Single-character transposition
Two adjacent letters swapped: requets for requests, pyhton for python. Common in keyboard-adjacent typos.
Single-character omission or insertion
A letter dropped or added: equests for requests, requestss for requests. Often misses if your typing is slightly off.
Hyphenation variants
PyPI normalizes underscores and hyphens for case-insensitive lookup, but only for the canonical name lookup. Variants like python_dateutil versus python-dateutil and other hyphenation differences are sometimes registrable as separate packages depending on registry rules and timing.
Prefix or suffix insertion
python-requests for requests, requests-python for requests, pillow-image for pillow. The squatter banks on the prefix being plausible — "python-" implies "the Python version of," which is what many developers expect.
Visual lookalikes
Less common on PyPI but observed: substituting visually similar characters (using 0 for o, 1 for l, the cyrillic а for the latin a). PyPI now flags some unicode confusables in package name registration, but historical squats exist.
Maintained-package-name squatting
A package that was abandoned and removed; an attacker re-registers the same name with new, malicious content. The history of the original name lends false credibility to the new package.

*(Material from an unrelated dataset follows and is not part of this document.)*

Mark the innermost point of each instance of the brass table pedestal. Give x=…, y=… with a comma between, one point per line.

Common-typo of multi-word names
Multi-word names produce more typo opportunities. python-dateutil has typos in both halves (pyhton-dateutil, python-dateutill, pythondateutil). Multi-word packages should be aware of their typo surface and consider claiming common variants on the registry.
What gets caught quickly
PyPI's automated systems and security volunteers catch many typosquats within hours of registration. The clearest signals:
- Levenshtein-distance-1 from a top-100 package
- New account, no prior packages, new package in the same week
- Package contents that match a top-package's contents nearly verbatim, with a small added file
These get pulled fast. The squats that linger are the ones that:
- Use less obvious naming patterns (prefix/suffix insertion that looks plausible)
- Sit unmodified for weeks before the malicious version is published
- Resurrect abandoned packages, where the name has organic search history
What you can do as a developer
Read the install command before you run it. This sounds trivial, but it's the highest-yield defense. A second of attention catches single-character typos.
Check the publisher. PyPI shows the user account that uploaded a package. If it's brand-new, that's a signal worth pausing on for a package whose real version has been around for a decade.
Use a vetted allowlist for production. If your CI installs from a curated requirements.txt you maintain (not arbitrarily from pip install ... invocations developers run ad hoc), typosquats cannot land in the production tree.
Cooling-period gates catch first-install windows. A typosquat is a brand-new package on first install. A cooling gate that holds new packages with no community history forces a review before the install runs.
What you can do as a maintainer
Claim near-misses of your package name proactively. PyPI does not require a registered package to have content; you can publish empty placeholder packages claiming the most likely typo variants. Several large maintainers do this for requests, urllib3, and other top-tier packages.
Document the canonical install command prominently. A README with pip install requests (with requests linked to the canonical PyPI page) reduces typo incidence.
Takeaway
Typosquatting on PyPI follows a small set of naming patterns. The registry catches the obvious cases quickly; the long-tail squats remain a real risk. As a consumer, the cheapest defense is attention to install commands; the strongest is a cooling-period gate that turns the first install of an unknown package into a review.